Бату обиженно выпятил губы вперед и в этот момент стал удивительно похож на маленького ребенка, которому подарили новую игрушку. Мальчик только начал с ней забавляться, как вдруг ее забрали, внезапно выхватив из его рук. И вот теперь он стоит и не знает, то ли ему заплакать от незаслуженной обиды, то ли попытаться вырвать ее обратно из рук злого дядьки.

– Поход отменять не надо, – сжалился над ребенком «злой дядька». – Все останется неизменным, но сам ты поступишь иначе. Эх, жаль, что ты не умеешь играть в шахматы, – вздохнул Горесев. – Тогда бы ты гораздо лучше и быстрее понял меня. – И он приступил к изложению своего плана.
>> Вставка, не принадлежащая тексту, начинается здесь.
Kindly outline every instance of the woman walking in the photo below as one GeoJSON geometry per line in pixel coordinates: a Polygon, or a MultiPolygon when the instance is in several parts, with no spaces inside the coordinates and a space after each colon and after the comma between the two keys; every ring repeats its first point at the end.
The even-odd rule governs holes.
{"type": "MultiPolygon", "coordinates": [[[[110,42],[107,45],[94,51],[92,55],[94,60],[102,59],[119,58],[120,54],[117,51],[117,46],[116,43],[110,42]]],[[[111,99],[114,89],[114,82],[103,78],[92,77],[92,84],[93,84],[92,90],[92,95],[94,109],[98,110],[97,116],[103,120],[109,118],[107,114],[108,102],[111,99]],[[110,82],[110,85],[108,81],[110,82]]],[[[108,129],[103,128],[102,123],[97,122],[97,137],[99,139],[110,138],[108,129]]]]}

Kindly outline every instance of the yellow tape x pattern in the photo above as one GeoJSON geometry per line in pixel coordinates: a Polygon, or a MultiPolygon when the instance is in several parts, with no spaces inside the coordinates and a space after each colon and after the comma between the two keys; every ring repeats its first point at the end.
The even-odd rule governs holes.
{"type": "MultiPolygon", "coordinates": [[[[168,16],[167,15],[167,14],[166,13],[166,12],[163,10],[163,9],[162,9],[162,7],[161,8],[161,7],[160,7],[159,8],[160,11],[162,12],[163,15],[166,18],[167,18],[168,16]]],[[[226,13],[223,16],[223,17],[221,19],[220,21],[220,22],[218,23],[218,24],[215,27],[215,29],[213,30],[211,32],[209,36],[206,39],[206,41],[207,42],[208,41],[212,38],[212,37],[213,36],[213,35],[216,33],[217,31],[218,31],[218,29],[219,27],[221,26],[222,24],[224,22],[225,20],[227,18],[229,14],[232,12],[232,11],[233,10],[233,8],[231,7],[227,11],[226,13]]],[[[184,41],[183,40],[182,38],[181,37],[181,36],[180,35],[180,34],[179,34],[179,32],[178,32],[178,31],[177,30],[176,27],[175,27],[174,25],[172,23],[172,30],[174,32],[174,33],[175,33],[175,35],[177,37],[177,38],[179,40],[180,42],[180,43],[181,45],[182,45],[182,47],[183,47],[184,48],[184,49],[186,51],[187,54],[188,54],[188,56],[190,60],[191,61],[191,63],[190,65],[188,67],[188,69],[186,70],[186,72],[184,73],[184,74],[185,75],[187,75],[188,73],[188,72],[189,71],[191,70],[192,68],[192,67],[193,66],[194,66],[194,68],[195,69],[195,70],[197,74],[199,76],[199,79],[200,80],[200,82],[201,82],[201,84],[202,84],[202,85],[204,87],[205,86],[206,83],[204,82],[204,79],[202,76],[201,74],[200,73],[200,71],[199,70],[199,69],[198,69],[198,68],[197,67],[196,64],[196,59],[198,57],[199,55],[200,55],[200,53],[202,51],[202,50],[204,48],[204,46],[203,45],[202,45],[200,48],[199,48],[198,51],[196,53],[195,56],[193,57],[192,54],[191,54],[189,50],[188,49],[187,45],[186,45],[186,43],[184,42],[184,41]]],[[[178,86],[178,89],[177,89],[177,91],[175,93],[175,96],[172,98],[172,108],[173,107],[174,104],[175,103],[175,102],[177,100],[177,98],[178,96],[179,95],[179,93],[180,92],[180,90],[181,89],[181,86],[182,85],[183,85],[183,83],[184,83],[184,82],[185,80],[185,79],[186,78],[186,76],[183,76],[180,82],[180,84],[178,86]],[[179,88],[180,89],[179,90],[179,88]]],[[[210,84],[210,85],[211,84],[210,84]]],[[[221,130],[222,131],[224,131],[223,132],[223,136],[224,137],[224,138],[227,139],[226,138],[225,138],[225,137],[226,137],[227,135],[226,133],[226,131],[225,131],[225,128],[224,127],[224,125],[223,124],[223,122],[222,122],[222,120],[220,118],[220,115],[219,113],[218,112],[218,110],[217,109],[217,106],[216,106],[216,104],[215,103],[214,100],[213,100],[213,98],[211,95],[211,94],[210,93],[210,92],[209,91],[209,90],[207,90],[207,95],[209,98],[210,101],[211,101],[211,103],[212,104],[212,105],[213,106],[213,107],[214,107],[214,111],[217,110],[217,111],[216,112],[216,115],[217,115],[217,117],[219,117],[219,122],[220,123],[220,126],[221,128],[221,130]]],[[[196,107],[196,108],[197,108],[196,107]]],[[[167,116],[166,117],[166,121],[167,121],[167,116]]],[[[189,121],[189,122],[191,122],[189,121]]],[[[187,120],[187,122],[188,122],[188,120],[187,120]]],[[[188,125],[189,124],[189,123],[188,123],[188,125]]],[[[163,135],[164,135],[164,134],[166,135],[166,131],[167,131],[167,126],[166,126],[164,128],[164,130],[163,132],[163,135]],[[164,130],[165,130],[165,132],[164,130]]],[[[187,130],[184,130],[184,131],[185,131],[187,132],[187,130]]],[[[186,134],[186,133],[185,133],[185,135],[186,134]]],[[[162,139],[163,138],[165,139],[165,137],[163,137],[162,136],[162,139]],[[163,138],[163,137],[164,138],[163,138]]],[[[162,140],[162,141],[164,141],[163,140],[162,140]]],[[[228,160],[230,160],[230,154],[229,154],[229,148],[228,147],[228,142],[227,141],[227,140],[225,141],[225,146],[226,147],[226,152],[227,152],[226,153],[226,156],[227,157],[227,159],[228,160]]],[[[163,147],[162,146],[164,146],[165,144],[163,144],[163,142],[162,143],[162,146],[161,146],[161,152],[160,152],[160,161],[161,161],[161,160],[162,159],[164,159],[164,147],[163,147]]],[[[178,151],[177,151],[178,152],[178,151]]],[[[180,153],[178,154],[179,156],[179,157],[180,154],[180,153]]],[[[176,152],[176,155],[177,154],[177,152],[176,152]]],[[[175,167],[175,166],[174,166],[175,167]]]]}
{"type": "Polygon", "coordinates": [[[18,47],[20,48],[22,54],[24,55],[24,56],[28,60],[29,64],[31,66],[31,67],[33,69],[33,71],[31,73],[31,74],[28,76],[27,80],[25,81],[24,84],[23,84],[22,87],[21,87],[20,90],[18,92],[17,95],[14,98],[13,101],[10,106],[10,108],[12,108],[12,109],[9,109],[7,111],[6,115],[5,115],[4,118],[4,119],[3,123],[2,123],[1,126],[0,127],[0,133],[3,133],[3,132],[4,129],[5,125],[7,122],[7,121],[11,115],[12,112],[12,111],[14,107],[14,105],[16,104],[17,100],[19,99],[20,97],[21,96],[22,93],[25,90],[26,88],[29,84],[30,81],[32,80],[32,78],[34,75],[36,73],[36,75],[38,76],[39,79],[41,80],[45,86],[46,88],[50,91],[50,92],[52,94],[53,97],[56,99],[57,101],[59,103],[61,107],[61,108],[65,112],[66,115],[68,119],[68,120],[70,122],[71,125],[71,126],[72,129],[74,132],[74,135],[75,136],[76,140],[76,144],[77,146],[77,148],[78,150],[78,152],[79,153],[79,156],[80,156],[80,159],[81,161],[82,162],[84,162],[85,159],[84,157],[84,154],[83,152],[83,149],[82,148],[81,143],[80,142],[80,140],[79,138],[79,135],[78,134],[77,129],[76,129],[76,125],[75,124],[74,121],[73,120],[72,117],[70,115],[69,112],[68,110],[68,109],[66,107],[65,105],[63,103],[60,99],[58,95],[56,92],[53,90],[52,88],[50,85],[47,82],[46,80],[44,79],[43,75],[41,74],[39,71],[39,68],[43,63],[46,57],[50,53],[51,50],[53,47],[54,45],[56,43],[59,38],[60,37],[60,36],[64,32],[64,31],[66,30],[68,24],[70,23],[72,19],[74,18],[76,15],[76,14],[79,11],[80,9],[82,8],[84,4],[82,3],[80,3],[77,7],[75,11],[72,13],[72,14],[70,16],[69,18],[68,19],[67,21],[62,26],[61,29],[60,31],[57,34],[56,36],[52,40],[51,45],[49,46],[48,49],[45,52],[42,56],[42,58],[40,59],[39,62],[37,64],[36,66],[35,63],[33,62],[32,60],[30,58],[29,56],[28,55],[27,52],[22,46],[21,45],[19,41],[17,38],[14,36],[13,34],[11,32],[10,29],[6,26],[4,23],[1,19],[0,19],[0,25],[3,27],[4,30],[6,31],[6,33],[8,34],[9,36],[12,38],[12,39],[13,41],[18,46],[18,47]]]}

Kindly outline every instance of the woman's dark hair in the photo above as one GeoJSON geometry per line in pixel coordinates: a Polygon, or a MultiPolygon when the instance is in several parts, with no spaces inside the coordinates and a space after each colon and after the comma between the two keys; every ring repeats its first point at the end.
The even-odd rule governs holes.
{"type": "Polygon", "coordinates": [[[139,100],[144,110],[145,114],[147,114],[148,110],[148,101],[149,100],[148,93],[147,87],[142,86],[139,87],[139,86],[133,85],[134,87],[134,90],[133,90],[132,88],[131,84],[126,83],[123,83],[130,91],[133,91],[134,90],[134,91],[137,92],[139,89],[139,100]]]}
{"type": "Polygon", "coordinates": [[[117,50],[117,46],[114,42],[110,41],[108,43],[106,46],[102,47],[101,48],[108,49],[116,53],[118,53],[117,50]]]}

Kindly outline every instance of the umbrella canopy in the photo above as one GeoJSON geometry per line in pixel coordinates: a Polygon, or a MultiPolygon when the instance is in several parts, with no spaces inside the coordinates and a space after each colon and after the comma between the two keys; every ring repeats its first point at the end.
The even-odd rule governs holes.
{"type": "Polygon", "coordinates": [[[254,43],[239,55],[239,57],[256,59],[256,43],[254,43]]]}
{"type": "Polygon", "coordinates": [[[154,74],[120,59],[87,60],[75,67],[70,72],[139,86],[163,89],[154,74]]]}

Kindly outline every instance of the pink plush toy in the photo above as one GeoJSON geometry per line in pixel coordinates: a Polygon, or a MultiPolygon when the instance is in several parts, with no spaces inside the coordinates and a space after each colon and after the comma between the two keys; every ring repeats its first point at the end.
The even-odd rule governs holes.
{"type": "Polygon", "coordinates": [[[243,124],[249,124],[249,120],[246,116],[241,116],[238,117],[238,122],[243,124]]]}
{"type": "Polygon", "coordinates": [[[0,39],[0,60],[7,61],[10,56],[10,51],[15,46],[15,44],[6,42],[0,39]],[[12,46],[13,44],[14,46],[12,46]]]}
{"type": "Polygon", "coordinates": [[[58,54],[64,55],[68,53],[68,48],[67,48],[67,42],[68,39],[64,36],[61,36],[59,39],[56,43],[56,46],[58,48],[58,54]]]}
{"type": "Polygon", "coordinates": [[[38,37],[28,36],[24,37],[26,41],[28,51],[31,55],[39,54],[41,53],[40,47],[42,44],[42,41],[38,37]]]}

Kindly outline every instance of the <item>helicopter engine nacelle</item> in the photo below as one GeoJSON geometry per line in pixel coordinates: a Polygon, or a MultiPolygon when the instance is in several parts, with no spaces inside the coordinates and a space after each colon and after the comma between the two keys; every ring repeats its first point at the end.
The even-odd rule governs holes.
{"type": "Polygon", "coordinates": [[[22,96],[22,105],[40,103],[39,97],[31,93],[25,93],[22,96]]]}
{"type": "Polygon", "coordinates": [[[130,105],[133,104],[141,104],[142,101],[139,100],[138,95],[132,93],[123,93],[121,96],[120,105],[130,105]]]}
Когда он закончил говорить, воцарилось долгое тяжелое молчание. Хозяин пещеры терпеливо ждал, что скажет гость, а Бату напряженно размышлял, насколько реально осуществить все это на деле. Кроме того, ему мучительно хотелось отыскать в этом плане хоть какие-то недостатки, пусть маленькие, совсем крохотные, чтобы торжествующе указать на них Горесеву. Однако, как он ни крутил его со всех сторон, изъянов так и не нашел, в чем с сожалением и признался самому себе.